From my design class, I’ve learned a lot of vocab and worked towards my first project, realizing that planning really is an important part of it. That makes a difference since I just picked up some canvases this weekend that I want to do…something…to. I’m not just jumping in. I’m thinking about it, and I’ll mock some up before I actually do it.

From my drawing class, I learned about lines. Which, to me, sounds way basic. But I’ve found it helpful to pay attention to when lines curve, go diagonal, or are straight.

I was working on a cross-stitch pattern, and when I examined the images and text, I used the principles I learned in my design class to make the letters look good (or, at least, I think they look good), and I used the knowledge about lines from my drawing class to figure out how to recreate images on canvas. I noticed lines that, once, I would have called curved, but there were actually some straight lines in there! Who knew you could learn things in school?!?

Oh my God, I’m an undergrad again!

Image by StockImages via freedigitalphotos.net

Image by StockImages via freedigitalphotos.net

It happens on Monday, although I suppose technically since I’ve already made the first payment on my tuition, it’s really that I’m already an undergrad.

It’s kind of freaky – I have just a few degrees already to my name, and I haven’t attended a community college for over 10 years. (Although I taught at them for over 10 years…) I’m about to turn 39. And I have very little skill at my chosen major: art.

So why am I doing it?

Well, number one – student loans are evil things. They are money that you expect to somehow, some way, some day have the ability to pay back. Yet even if you have plenty of degrees, the jobs aren’t always there, and if they are there, they are often not what you want to do. And the student loans are also evil because they keep you in school, they get you addicted to liking school, to liking getting an education. Then – wham! Suddenly you’re all done with the degree and then you get these letters in the mail and realize that you have to pay more money in a month than you make on a car payment. And that you don’t have that money.

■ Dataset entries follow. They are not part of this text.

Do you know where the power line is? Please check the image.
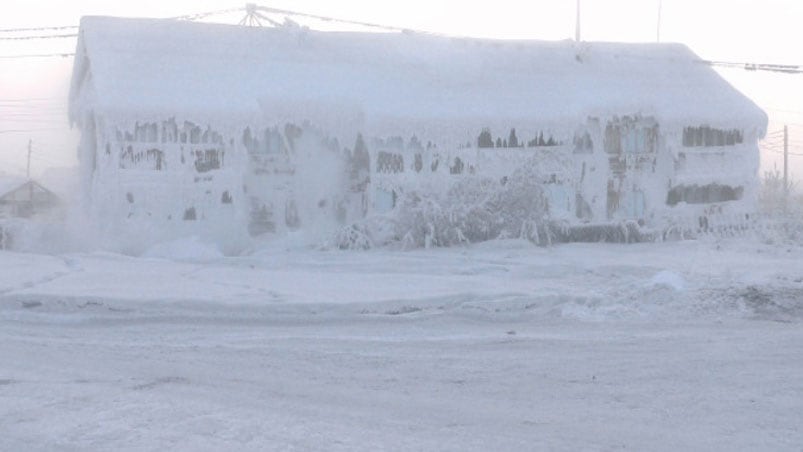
[0,53,75,59]
[0,25,78,33]
[0,33,78,41]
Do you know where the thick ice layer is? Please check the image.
[71,17,766,135]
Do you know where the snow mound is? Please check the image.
[648,270,686,292]
[142,236,223,261]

That’s definitely part of it. But the other part of it – number two, let’s call it – is the more important one. That’s the one that says that I do want education to be fun.

I’m not saying I haven’t enjoyed all of my degrees to some extent, but I’ve always been super worried about what I could/would do with them. Super worried about what my grades were. Super worried about all the work I’d be having to do.

This degree, though, doesn’t have that stress attached to it. Yes, I want to do well at it because I like doing well at things. But I also want to do well because I enjoy it. I like art. I’m not very good at it, although I try, and I’m hoping that taking actual art classes will help with it.

I’m also going in with no plans of what I will do with it in the future. Maybe I’ll love it, get semi-talented through practice, and wind up working with kids, doing some sort of art therapy. Maybe I’ll wind up offering free classes at nursing homes. Maybe I’ll just be able to design better cross stitch patterns and better jewelry and 3d art. Who knows?

The thing is, I’m going into this with a completely open mind, and hopefully my brain will get full of art stuffs.